Investigative Methods

Front cover of Investigative Methods: An NCRM Innovation Collection

On 21 and 22 November 2019, at the University of Liverpool's campus in London, NCRM held its first Innovation Forum to explore the embryonic field of "investigative social research" and the methods that underpin it.

A dynamic and frequently high-impact contemporary field, investigative social research encompasses work by non-governmental organisation/civil society researchers, data and investigative journalists, open source investigators, lawyers and independent researchers alongside social scientists of all kinds, from anthropologists, criminologists, epidemiologists, geographers, historians and sociologists through to those involved in accounting, economics and financial studies as well as data science.

This emerging global field is characterised by the breadth of output it produces: often fast-circulating studies, news stories, reports, trackers and apps which attract global public attention.

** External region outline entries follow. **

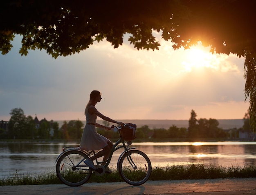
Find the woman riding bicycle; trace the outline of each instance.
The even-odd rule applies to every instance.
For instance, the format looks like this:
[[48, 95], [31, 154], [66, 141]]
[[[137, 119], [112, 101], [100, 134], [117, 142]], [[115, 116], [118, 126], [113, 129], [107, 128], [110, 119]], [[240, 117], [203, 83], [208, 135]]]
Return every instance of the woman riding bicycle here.
[[[101, 102], [101, 93], [99, 91], [94, 90], [91, 92], [90, 99], [85, 110], [86, 124], [83, 132], [80, 142], [80, 148], [86, 151], [102, 149], [102, 150], [97, 153], [90, 159], [84, 161], [84, 163], [90, 168], [94, 170], [96, 169], [96, 168], [94, 166], [93, 161], [103, 156], [104, 156], [103, 162], [107, 160], [113, 146], [113, 143], [108, 139], [97, 133], [95, 127], [104, 128], [108, 131], [111, 129], [111, 127], [96, 123], [97, 117], [99, 116], [103, 120], [117, 123], [119, 125], [123, 124], [122, 122], [113, 120], [105, 116], [97, 110], [95, 106], [97, 102]], [[104, 165], [104, 164], [103, 164], [101, 165]], [[108, 167], [106, 168], [106, 173], [111, 173], [111, 172]]]

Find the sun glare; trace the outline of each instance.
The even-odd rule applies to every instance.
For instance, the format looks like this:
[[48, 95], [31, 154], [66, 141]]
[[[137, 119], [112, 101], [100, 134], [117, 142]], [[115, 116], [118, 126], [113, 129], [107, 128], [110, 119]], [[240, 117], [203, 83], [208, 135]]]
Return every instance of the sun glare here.
[[207, 51], [207, 48], [197, 46], [186, 51], [182, 62], [185, 72], [191, 72], [193, 69], [210, 67], [216, 69], [218, 60], [216, 56]]
[[194, 142], [192, 144], [192, 146], [202, 146], [204, 145], [203, 143], [202, 142]]

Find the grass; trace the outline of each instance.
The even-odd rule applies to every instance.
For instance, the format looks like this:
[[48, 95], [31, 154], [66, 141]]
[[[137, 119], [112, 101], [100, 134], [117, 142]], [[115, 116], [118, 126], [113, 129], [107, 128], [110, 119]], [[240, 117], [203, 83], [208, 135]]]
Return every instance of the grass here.
[[[153, 168], [150, 180], [199, 179], [227, 178], [247, 178], [256, 177], [256, 167], [221, 166], [203, 164], [185, 165], [156, 166]], [[101, 176], [93, 175], [89, 182], [102, 183], [123, 182], [117, 170], [111, 174]], [[0, 186], [20, 185], [41, 185], [60, 184], [54, 171], [39, 174], [21, 174], [16, 173], [7, 178], [0, 179]]]

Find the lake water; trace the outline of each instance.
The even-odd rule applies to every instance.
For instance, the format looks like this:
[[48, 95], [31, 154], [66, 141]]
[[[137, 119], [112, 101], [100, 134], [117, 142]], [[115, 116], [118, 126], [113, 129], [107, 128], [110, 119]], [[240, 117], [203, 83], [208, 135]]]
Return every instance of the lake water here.
[[[19, 174], [55, 171], [55, 160], [65, 146], [77, 144], [0, 143], [0, 178]], [[256, 142], [133, 142], [146, 153], [153, 167], [191, 163], [212, 164], [222, 166], [256, 165]], [[123, 150], [114, 153], [110, 167], [116, 168]]]

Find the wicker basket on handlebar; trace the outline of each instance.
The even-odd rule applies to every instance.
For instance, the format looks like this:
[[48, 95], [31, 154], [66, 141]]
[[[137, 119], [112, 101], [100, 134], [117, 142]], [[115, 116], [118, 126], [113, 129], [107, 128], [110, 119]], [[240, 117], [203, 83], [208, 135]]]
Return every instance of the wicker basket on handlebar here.
[[126, 141], [132, 141], [135, 139], [137, 126], [132, 123], [126, 123], [120, 129], [120, 132], [123, 139]]

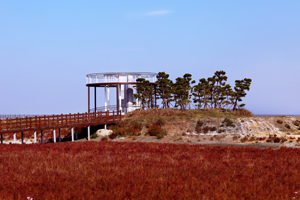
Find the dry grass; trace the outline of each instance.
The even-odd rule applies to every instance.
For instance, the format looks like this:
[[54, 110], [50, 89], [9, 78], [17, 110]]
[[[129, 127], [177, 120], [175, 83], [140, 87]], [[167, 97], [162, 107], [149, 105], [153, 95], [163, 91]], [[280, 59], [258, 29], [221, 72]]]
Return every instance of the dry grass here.
[[0, 199], [299, 199], [299, 153], [129, 142], [1, 145]]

Researchers in the field make heavy use of: "new data technologies and analytics and other means of intellectual cross pollination, exchanging ideas and sometimes working and writing together, side by side, across borders, and genres each of them with different perspectives, backgrounds, interests, professional expertise, not to mention internationally and culturally diverse geographic and economic circumstances" (Lewis 2018: 23).

The project was led by Dr Michael Mair of the University of Liverpool, Dr Robert Meckin of The University of Manchester and Professor Mark Elliot of The University of Manchester.


Outputs

This project resulted in the publication of a collection of 10 papers on investigative methods of different types. The full collection is available on the NCRM website.